Indian Summer

Just in time for the season, Kiran Verma touts a sparkly new space and vegetarian tasting menu, along with familiar elegance and grace.

Kirsten Gilliam
IMG_1934
IMG_1934

The afternoon luster of the hammered brass of entry doors set upon a new building at Levy Park — the pulls are fashioned after abstracted Hindi script — suggests this is the gateway to a special place. It is. Once inside, guests are not only greeted by the aroma of ground spices and exotic herbs but also by the chef herself, dressed proudly, as always, in a chef’s uniform and million-dollar smile. Following the shuttering of her former restaurant of 11 years in Highland Village after the property sold, Kiran Verma — or Chef Kiran, as so many know her — is back in action.

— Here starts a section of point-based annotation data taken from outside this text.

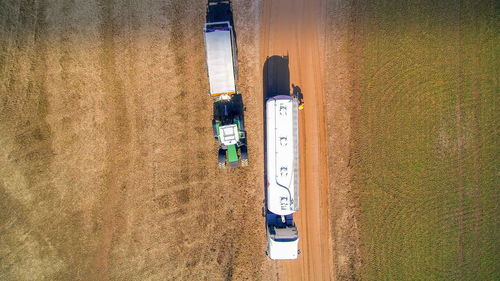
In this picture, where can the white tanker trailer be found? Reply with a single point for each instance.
(282, 176)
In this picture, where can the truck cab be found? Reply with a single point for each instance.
(282, 236)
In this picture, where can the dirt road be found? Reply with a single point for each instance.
(296, 29)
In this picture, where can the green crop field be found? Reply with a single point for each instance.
(427, 141)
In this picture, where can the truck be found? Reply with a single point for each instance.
(228, 118)
(281, 176)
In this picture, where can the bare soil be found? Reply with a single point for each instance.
(295, 30)
(107, 161)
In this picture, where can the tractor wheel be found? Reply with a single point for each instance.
(244, 155)
(221, 159)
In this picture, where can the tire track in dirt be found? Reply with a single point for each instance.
(117, 141)
(296, 29)
(343, 101)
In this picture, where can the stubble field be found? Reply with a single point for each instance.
(108, 165)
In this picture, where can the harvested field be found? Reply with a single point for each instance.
(107, 161)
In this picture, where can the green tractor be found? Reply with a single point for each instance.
(229, 131)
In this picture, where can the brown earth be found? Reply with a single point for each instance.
(296, 29)
(107, 162)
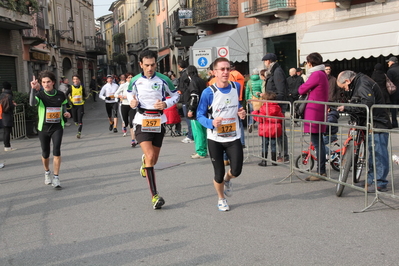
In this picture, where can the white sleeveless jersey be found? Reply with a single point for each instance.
(226, 106)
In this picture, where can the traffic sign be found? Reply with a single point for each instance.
(223, 52)
(202, 58)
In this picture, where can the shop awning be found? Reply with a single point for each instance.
(236, 40)
(353, 38)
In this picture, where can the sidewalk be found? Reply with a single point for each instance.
(103, 214)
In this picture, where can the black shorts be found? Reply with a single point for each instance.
(112, 109)
(155, 138)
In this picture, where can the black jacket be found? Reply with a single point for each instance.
(293, 83)
(277, 83)
(366, 91)
(8, 115)
(393, 75)
(184, 81)
(379, 77)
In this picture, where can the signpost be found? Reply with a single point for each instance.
(223, 52)
(202, 58)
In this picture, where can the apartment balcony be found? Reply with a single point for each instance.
(207, 14)
(95, 45)
(134, 48)
(151, 44)
(186, 25)
(37, 34)
(52, 38)
(264, 10)
(13, 20)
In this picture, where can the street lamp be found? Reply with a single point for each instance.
(70, 25)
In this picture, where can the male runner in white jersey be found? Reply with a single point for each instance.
(147, 93)
(219, 111)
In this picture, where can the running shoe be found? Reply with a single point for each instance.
(134, 143)
(142, 170)
(47, 178)
(197, 156)
(157, 202)
(187, 140)
(228, 188)
(222, 205)
(56, 183)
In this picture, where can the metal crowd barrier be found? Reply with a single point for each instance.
(19, 129)
(298, 143)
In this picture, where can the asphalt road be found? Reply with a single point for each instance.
(103, 214)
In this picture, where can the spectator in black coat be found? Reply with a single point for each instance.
(8, 106)
(379, 77)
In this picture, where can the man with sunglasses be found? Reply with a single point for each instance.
(147, 93)
(219, 111)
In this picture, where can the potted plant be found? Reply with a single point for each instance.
(30, 111)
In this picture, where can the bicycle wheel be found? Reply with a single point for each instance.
(346, 164)
(359, 163)
(304, 162)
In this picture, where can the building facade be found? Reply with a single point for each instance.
(53, 35)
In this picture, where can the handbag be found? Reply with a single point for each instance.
(300, 107)
(256, 105)
(391, 88)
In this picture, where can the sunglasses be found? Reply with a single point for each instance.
(223, 69)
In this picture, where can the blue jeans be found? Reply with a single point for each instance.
(188, 121)
(251, 118)
(316, 139)
(381, 159)
(329, 139)
(265, 145)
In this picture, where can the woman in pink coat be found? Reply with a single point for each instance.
(317, 88)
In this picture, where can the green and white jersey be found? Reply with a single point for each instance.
(50, 110)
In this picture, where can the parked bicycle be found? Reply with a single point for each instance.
(306, 160)
(353, 155)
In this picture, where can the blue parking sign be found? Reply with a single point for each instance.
(202, 61)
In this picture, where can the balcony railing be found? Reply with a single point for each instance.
(95, 45)
(210, 10)
(133, 48)
(38, 32)
(53, 39)
(261, 6)
(151, 43)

The Gensler-designed interior showcases a glitzy barroom to one side, with brassy bar shelves, community-seating areas and a Chai Ginger Collins made with house-infused chai syrup. A curved-glass wine cellar “capsule” divides the lounge and bright, remarkably elegant dining room, where the same abstracted Hindi script pattern reappears on the backlit ceiling.

The menu, notably traditional but expertly prepared and presented in a stylized way, ranges from celebrated street foods like lamb samosas and crispy papadums with house-made fruit chutneys, to heartier courses like the Cornish hen with ginger carrots from the tandoor. (The kitchen has two separate gas-fired tandoors – one for cooking vegetarian-friendly naan and a separate one for cooking meat and seafood.) Texas quail, venison, rack of lamb and bison — but no beef, given that cows are sacred in India — are also on offer.

On this day, like so many others, Chef Kiran is making her rounds visiting with diners and friends, but today she has extra-good news to share. “I’m a grandma!” Fresh from a visit to San Francisco to meet grandson Oscar, she’s even more talkative and jovial than usual. And this is not the only pride-and-joy she’s introducing to the world: She is debuting a new eight-course South Indian sadya vegetarian tasting menu. Think dosa, but not Texas sized, just enough to tickle your taste buds, and a thin cauliflower “carpaccio” over almond chutney.

The flavors of her native India are age-old, but in Chef Kiran’s everything-is-new world order, they have never tasted fresher.

ABOVE: The ‘aloo’ masala-filled dosa, with a cup of ‘sambar’ soup and two chutneys.